Çağrının unsurlarından biri de dijital kırılganlık üzerine kurulu olması. Belgede, nakit bulundurma önerisi yer alıyor. Örneğin Hollanda Merkez Bankası, yetişkin bireylerin, evde birey başına en az 70 euro, çocuklar adına da 30 euro bulundurmasını tavsiye ediyor. Olası bir siber saldırı, elektrik kesintisi veya altyapı çökmesi durumunda elektronik ödeme sistemleri çalışmayabilir. Geçtiğimiz aylarda İspanya ve Portekiz’de yaşanan geniş çaplı elektrik kesintileri, ATM’lerin, POS cihazlarının ve bankaların çalışmamasına yol açmış, toplumun gündelik yaşamı birkaç saat içinde felce uğramıştı.
Peki, biz ne durumdayız?
Geçtiğimiz hafta yayınlanann yazım da benzer bir temadaydı. Görüyorum ki, her hafta hatta her gün yazsak yeterli değil. Haziran ayında her 30 dakikada bir yangın çıktığına inanabiliyor musunuz? Hazırlıklı mıydık? Hayır. Önlem alındı mı? Tartışılır. Ders çıkartıldı mı? Muhtemelen hayır. Üst Düzey Umarsızlık; deprem, yangın, sel gibi doğal afetleri sadece doğa olayı olarak göstermeyi seviyor. Bu felaketler, ekonomik krizlerin, yönetim zafiyetlerinin, siyasal iletişimsizliğin sonucu. Her afet sonrası unutma döngüsü yaşanıyor. Hazırlık, “tehdit” söylemiyle sınırlı kalıyor. Korkutarak değil, ortak sorumluluk bilinciyle hareket edilmesi gerekiyor.
Türkiye deprem ülkesi
Bu gerçeği unutabilir miyiz? Biz unutsak sarsıntılar her an hatırlatıyor. Sorun, alınması gereken önlemler günlük siyasi gündemin gerisinde kalıyor. Depremde toplanacağımız alanları bilmiyoruz, bildiğimiz alanların üzerine bir AVM ya da site yapıldığını görebiliyoruz. Her depremde konuşmayı siyasiler, dertleri bireyler taşıyor. Avrupa ise derdi ortak taşımak için önlem almaya, kurallar koymaya, sorumluluk paylaşımını bir sisteme oturtmaya çalışıyor.

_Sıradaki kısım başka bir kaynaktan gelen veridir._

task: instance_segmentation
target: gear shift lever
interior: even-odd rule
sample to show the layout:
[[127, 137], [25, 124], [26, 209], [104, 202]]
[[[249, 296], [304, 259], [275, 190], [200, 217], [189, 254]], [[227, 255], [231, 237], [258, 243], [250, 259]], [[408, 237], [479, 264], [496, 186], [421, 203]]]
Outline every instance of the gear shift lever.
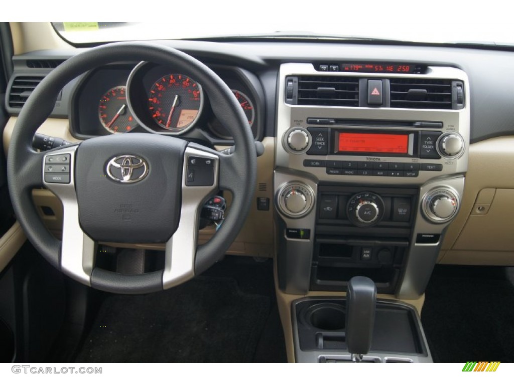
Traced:
[[375, 323], [377, 287], [366, 277], [354, 277], [346, 292], [346, 341], [352, 360], [359, 362], [370, 351]]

En fazla sığınak hangi ülkede?
İsviçre 9 milyon nüfusa sahip. Tarafsız bir ülke. Dünya üzerinde en çok sığınağa sahip ülke olduğunu biliyor muydunuz? Tüm nüfusunu koruma garantisi veriyor. Tam 370 bin adet sığınağa sahip. Nükleer saldırı en büyük tehdit olarak görülüyor. İsviçre’yi, İsveç ve Finlandiya takip ediyor. Norveç de geçtiğimiz günlerde hava saldırılarına karşı sığınak kuralları yayınladı. İsviçre ve Finlandiya sığınak tasarımı ihracatıyla da dikkat çekiyor. Gazze’de Ukrayna’da yaşananlar canlı.

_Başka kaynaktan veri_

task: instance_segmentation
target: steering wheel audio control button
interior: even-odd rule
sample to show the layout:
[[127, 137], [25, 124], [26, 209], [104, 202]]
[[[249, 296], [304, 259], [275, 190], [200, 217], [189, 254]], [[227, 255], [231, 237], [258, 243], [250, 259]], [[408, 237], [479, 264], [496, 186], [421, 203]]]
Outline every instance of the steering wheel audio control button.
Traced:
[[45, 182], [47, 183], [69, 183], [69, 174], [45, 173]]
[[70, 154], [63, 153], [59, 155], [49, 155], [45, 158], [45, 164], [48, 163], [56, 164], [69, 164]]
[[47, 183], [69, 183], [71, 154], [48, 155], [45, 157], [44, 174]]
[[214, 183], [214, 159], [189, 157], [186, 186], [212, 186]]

Deprem çantasından fazlası
Kuzeyde Ukrayna-Rusya savaşı, Orta Doğu'da süregiden çatışmalar, sınır ötesinden gelen sınırsız etkiler... Türkiye'nin dışında yaşanan bu krizler, sınırların içine kadar sızıyor. Göç, tedarik zinciri, enerji, güvenlik, ekonomi... Hazırlık söz konusuysa, coğrafya ile birlikte düşünmeliyiz.

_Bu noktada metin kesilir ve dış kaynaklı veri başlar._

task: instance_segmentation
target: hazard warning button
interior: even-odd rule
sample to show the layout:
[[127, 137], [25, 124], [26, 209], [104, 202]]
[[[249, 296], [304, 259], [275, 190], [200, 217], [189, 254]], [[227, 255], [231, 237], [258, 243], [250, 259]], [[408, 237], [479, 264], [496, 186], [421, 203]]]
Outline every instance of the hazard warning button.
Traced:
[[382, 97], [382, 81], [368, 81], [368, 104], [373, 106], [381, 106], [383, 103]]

The New York Times yazarlarından Türk akademisyen ve yorumcu Zeynep Tüfekçi’nin 8 Temmuz 2024 tarihli yazısını okumanızı öneririm. Tüfekçi, ABD’de yaşanan Guadalupe Nehri taşkınını anlatırken, uyarı sistemlerindeki zafiyete, liyakatsizliğe ve hazırlık eksikliğine dikkat çekiyor. Yazının odak cümlesi, çoğu krizimize uyarlanabilir: “Tahminler harekete geçirmez, güven duyulan uyarılar insanları harekete geçirir.” (“Forecasts don’t move people. Credible, timely warnings that they hear and believe do.”) Türkiye’de iletişimin zayıf olması, tehlikeyi anlamaya ve anlamlandırmaya engel oluyor.Tüfekçi’nin yazısı iletişim problemi kadar kamusal kapasite erozyonuna dikkat çekiyor. Kurumların içinin boşaltılması, uzmanlık kaybı, koordinasyon eksikliği, kriz anlarında ölümcül sonuçlar doğuruyor. Hazırlık dediğimiz şey, bir deprem çantasından fazlası.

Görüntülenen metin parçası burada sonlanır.